Ed Driscoll

"I'll Never Talk To A Reporter Again!", The Sequel

Jane Genova writes the 6,000 word New York magazine article on Katie Couric, “clearly demonstrates is that Katie is jinxed, at least in the media, and probably by the media”:

Case in point: From the article, it seems that Katie perceives the backstage backbiting and leaking as something the old guard at CBS shouldn’t be doing and should be above even considering. On this Katie sounds downright shoolgirlish. She’s been in the world world for years. Moreover, she’s been in the ultra cut-throat world of TV. In addition, that world has become a dying medium and in such environments, expect people to be on their very worst behavior. Katie would have come across as more credible and less stupid if she said, “Of course in TV you expect undercutting, blaming, even sabotage. But this turned out, at least as I saw it, as over-the-top.”

But maybe that’s it: Maybe Katie is stupid.

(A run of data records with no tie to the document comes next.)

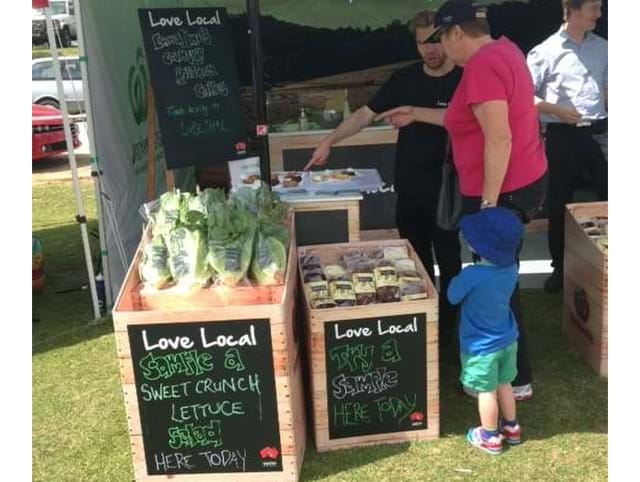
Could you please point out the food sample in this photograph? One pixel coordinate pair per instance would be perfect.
(387, 284)
(364, 286)
(321, 303)
(334, 271)
(342, 292)
(250, 179)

Or maybe that’s part of the jinx: It rendered her stupid. Any reasonably bright person would have to know that this interview would be over-the-top harsh. Or, put another way, any person not jinxed would have laughed at Hagan for even asking as she said NO.

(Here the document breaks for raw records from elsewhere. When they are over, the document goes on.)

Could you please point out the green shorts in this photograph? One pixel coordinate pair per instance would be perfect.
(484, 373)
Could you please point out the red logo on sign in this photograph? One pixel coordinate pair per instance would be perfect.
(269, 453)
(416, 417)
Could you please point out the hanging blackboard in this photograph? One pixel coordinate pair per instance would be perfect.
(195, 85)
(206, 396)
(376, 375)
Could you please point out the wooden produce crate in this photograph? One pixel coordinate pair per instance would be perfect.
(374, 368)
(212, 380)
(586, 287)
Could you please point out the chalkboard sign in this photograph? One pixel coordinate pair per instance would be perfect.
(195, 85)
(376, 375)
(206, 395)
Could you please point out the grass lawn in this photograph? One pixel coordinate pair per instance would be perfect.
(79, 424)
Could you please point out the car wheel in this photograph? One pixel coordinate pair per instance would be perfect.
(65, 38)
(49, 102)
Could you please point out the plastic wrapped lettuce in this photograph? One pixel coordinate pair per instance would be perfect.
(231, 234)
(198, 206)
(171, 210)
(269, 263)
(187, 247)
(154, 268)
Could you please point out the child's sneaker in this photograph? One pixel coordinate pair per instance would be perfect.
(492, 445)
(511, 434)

It’s tempting to paraphrase Couric’s own snark: Good morning. Katie was an airhead!

But as I wrote a few years ago, there’s a reason why Tom Wolfe, who toiled for decades as a non-fiction journalist (including a stint at the now-defunct New York Herald Tribune, from which New York magazine was spun off) before focusing primarily on doorstop-thick novels, speaks almost entirely in pre-fab sound bites when interviewed. And it’s largely the fear of revealing a detail or two he’d like to keep closer to his custom-tailored white double-breasted doeskin vest.

However, like Katie, most other journalists seem surprised when someone in their own industry pulls a drive-by hit on one of their own.